New Zealand’s urban copper network won’t be around forever. The fibre network will be complete in 2019. It’s already time to start thinking about a post-copper market.
If the government wanted to do something positive to help the telecommunications industry and consumers, to hose down the fuss over a ‘copper tax’ and any rage over the recently announced price rises, naming a date for closing the urban copper network would be a good start.
: Fixed pool of money. New Zealand’s broadband market is effectively saturated, there’s little scope for growth. With service providers now offering unlimited data plans at a little over $100 a month, there’s not much headroom to sell bigger plans although there is scope to convert users on low-end plans to the higher-end plans.
: You might wonder why telcos bother to sell broadband if they don’t make money from it. In part this has a lot to do with the way telcos sell bundles of services and need to protect their profitable lines of business.

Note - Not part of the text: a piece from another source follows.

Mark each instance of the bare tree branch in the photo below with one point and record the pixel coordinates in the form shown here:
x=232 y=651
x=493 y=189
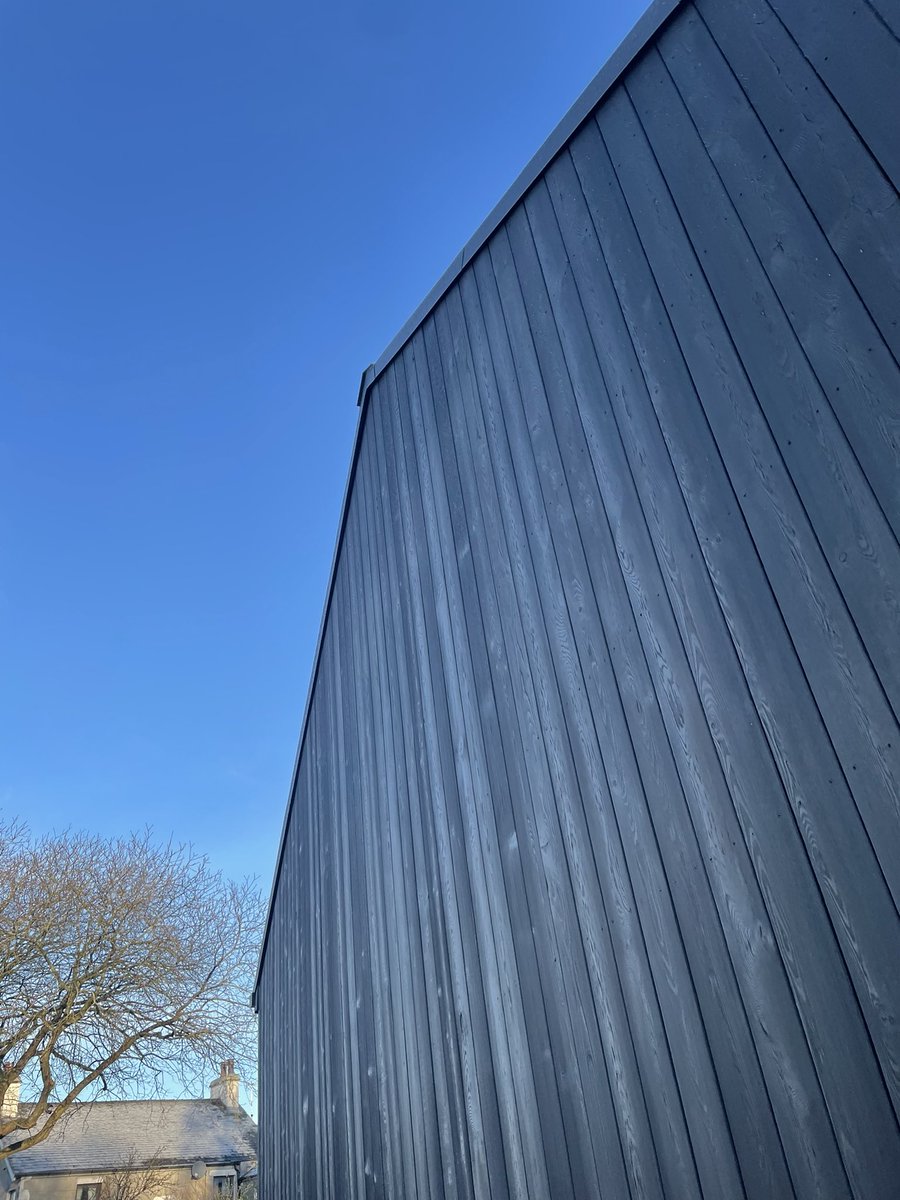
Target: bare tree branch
x=123 y=963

If, say, Spark conceded broadband market share to other service providers those companies would have an open door to sell other telecommunications services to the customers. In other words, when Spark loses a broadband customer, there’s an increased chance it will lose all that customer’s business.
Also having a broadband customer is an opportunity to sell bolt-on services. Vodafone offers its broadband customers Sky TV services.
As New Zealanders move off copper and on to fibre there will be fresh opportunities for telcos to get better margins from the broadband business.
: Depending on how you measure these things. Some headline prices have dropped, but service providers have re-jigged plans. In most cases people pay the same but get more data than they had with earlier plans. Getting more for the same price might not feel like a price cut, but economists would argue otherwise.